The Agent Memory API works best as part of a natural conversation flow:

User: "What decisions were made about the database?"
AI: [uses teamloop_query to search GitHub/Notion]
AI: [uses teamloop_remember to store findings]
→ "Remembered 4 entities: PostgreSQL adoption, schema migration strategy..."
User: "We're switching to CockroachDB for horizontal scaling"
AI: [uses teamloop_remember]
→ "Remembered 2 entities. Conflict detected: CockroachDB adoption
<-> PostgreSQL adoption (87% similar)"
User: "Bring me up to speed on database decisions"
AI: [uses teamloop_get_context with depth: "full"]
→ Full briefing: original PostgreSQL decision, migration to CockroachDB,
who was involved, timeline of changes, open conflict to resolve
  1. Natural language input sent to LLM for entity extraction
  2. LLM returns structured JSON with entities, relationships, dates
  3. Each entity is checked for duplicates, embedded, and saved
  4. DECISION entities trigger conflict detection (similarity > 85%)
  5. A journal entry is created with the raw text for full-text recall
  6. If no LLM is available, the content is saved as a single DOCUMENT entity
  1. Topic is embedded and used for semantic search across entities and journal entries
  2. Results are filtered by scope and time context
  3. LLM synthesizes a coherent summary from the raw data
  4. If no LLM is available, results are returned as a structured list
  1. Topic is embedded and top entities retrieved
  2. Related entities fetched via relationship graph traversal
  3. Conflicts gathered for decision entities
  4. Timeline built from entity events
  5. LLM generates structured briefing, or manual formatting as fallback

The Agent Memory API is also available via REST endpoints:

MethodEndpointDescription
POST/v1/mcp/rememberStore a memory
POST/v1/mcp/recallRecall memories (rate limited)
POST/v1/mcp/get-contextGet topic briefing (rate limited)
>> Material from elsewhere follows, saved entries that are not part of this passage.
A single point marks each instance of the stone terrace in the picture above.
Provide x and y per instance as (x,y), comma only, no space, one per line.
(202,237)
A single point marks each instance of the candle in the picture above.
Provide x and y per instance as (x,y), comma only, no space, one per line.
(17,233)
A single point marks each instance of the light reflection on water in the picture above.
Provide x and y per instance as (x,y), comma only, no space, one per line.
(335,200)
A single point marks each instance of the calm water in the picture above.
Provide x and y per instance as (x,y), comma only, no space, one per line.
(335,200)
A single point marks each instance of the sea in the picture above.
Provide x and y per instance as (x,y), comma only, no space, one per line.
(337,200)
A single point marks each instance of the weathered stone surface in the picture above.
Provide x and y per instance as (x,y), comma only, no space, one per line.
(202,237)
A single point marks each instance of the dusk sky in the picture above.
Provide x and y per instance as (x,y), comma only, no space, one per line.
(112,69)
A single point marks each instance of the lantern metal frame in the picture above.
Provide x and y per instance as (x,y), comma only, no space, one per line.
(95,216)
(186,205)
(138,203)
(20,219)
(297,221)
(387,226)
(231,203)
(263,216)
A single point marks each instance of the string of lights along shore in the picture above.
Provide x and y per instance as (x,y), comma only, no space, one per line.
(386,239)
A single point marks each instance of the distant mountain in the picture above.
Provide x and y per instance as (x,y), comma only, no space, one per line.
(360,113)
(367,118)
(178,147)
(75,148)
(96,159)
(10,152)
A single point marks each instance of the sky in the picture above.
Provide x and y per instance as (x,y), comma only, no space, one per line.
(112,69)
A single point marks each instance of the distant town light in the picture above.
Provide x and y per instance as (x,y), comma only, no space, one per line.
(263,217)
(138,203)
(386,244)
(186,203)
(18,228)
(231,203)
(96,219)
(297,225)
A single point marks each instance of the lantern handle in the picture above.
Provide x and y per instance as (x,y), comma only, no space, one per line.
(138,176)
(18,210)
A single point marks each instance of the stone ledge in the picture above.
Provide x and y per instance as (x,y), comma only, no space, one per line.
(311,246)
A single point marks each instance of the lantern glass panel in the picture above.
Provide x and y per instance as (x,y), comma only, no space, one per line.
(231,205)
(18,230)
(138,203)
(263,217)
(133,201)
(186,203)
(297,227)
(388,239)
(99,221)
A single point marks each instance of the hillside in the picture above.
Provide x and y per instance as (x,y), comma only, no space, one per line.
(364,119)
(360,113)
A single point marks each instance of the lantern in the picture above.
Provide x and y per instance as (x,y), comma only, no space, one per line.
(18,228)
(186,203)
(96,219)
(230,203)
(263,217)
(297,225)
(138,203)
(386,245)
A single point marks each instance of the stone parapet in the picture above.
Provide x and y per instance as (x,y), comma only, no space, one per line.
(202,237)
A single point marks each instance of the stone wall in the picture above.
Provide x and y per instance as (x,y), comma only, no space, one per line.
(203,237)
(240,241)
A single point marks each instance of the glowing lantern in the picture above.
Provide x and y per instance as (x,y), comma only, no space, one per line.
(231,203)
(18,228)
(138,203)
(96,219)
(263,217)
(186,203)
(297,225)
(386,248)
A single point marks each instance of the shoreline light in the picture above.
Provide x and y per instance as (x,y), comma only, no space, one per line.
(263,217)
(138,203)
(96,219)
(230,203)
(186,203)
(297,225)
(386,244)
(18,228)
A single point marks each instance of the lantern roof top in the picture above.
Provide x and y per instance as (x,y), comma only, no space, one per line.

All endpoints require authentication and accept JSON request bodies.

  • Use remember proactively — When you learn something in a conversation, remember it immediately. Knowledge is only useful if it’s stored.
  • Recall before querying — Use teamloop_recall before teamloop_query to check what’s already known. This is faster and doesn’t hit external integrations.
  • Tag memories — Adding tags to teamloop_remember helps with organization and future filtering.
  • Resolve conflicts — When teamloop_remember detects a conflict, address it. Either the new decision supersedes the old one, or they’re about different things.
  • Use get_context for onboarding — When starting work on an unfamiliar area, use teamloop_get_context with depth: "full" for a complete briefing.